When Intel unveiled its Classmate PC in the summer of 2007, Intel said the PCs purpose was to provide a basic, inexpensive computer to students in developing countries inside a moderately rugged, smaller-than-ultraportable case. Along with the One Laptop Per Child XO, the original Classmate was on the leading edge of a new trend toward mininotebooks, and the basic concepts behind the Classmate have trickled down to consumer products such as the Asus Eee PC and the HP 2133 Mini-Note PC.
Perhaps seeing the mainstream appeal of low-cost mininotebooks, Intel has gone back to the drawing board and redesigned the Classmate to appeal to what the company calls "mature" markets, which means the U.S. and other Western countries. The new version adds a more traditional touch pad and keyboard, a 30GB 1.8-inch hard drive, and it increases the screen size from 7 inches to 9 inches, while keeping the same compact footprint--made possible because Intel designed the original computer with copious plastic padding between the components and the outer edge of the machine.
Intel is creating the basic reference design, while OEMS in different regions will manufacture the systems--which should sell the computers for about $400 each, depending on the software and hardware configuration. We'll most likely see it first as the 2go PC when Computer Technology Link, a laptop vendor, releases it later this spring.
While Intel designed it for children between the ages of 6 years to 12 years old, the new, significantly slicker looking Classmate wouldn't look out of place in a coffee shop or airplane. We'd be happy to use one as a secondary or travel computer, although a Windows-powered Eee PC might be even more attractive.
|Processor||900MHz Intel Celeron M353|
|Hard drive||30GB 3,600rpm|
|Operating System||Windows XP Pro|
|Dimensions (WDH)||9.4x10.1x1.5 inches|
|Screen size (diagonal)||9.0 inches|
|System weight / Weight with AC adapter||3.3 / 3.9 pounds|
Compared with the original, this Classmate PC looks less like a toy and more like a traditional laptop computer, even as it keeps a somewhat thick, plastic chassis with slightly rounded corners. The new Classmate also keeps the removable snap on leather cover, which doubles as a convenient carry handle. The rugged design makes it more than a pound heavier than the Eee PC, but it also feels significantly sturdier.

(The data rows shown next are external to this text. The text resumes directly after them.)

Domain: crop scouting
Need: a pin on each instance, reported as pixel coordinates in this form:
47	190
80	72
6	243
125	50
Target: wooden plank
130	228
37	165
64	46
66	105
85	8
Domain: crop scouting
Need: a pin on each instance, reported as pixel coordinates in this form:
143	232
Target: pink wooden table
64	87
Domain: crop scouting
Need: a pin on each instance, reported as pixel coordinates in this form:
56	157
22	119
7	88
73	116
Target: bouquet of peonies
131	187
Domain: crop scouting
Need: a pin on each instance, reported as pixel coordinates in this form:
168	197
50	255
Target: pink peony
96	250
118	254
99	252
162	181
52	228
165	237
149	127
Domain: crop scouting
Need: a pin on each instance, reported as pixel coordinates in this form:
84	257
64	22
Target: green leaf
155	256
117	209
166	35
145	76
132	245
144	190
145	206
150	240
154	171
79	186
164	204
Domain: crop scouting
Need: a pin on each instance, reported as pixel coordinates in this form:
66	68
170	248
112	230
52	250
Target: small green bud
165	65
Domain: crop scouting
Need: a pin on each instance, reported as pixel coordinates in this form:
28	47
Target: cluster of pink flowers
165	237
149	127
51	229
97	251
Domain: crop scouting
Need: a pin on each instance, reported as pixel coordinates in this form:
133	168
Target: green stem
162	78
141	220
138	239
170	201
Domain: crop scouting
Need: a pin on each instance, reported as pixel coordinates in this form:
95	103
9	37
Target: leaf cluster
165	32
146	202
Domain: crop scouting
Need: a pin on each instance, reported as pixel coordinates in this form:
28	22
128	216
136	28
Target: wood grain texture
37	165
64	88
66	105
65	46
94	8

The keyboard is about the same size as on the original Classmate and is designed for those with smaller fingers. However, the keys have been rearranged into a more traditional layout, correcting a few niggling problems with the older version, such as a missing right-shift key. The touch pad is now a traditional rectangular surface, instead of the visually interesting, but hard-to-use round version on the older Classmate. Intel added a Webcam, positioned above the screen, in this revision, which is a cool extra for such an inexpensive system.
The Classmate comes with preloaded education software, which is essentially identical to the versions we saw last year. The students run the client software, while a teacher with a full-size laptop runs the host software. From the host laptop, the teacher can monitor the students' work, send text messages directly to the Classmate PCs, transfer work on one student's screen to all the other systems on the local network, or even remotely "silence" the Classmates by turning off their screens.

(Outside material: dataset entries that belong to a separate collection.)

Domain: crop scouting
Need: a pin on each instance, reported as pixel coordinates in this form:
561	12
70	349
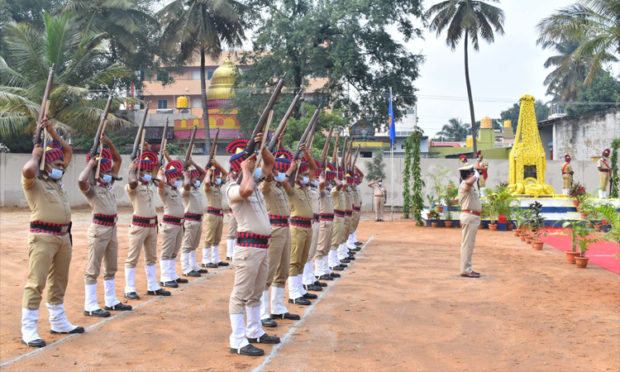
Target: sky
500	73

A new 9-inch display replaces the original 7-inch one, but we were disappointed to find the same low 800x480 resolution. Text was readable, but there's little spare screen real estate and Web pages can easily expand past the edge of the screen. We would have really liked to see higher screen resolution to go along with the bigger screen.
|Intel Classmate PC||Average for ultraportable category|
|Audio||Stereo speakers, headphone/microphone jacks||Stereo speakers, headphone/microphone jacks|
|Data||2 USB 2.0||4 USB 2.0, mini FireWire, multiformat memory card reader|
|Expansion||SD card slot||PC Card slot|
|Networking||Ethernet, 802.11 a/b/g Wi-Fi||Modem, Ethernet, 802.11 a/b/g Wi-Fi, optional Bluetooth|
|Optical drive||None||DVD burner|
The Classmate's ports and connections are understandably sparse, but you still get multiple USB ports, an SD card slot, Ethernet, and headphone and mic jacks--more than Apple managed to work into the MacBook Air, for example. Intel replaced the previous model's solid-state hard drive (2GB in the sample unit we reviewed) with a more practical 30GB 1.8-inch hard drive, which trades storage space for some battery life and ruggedness.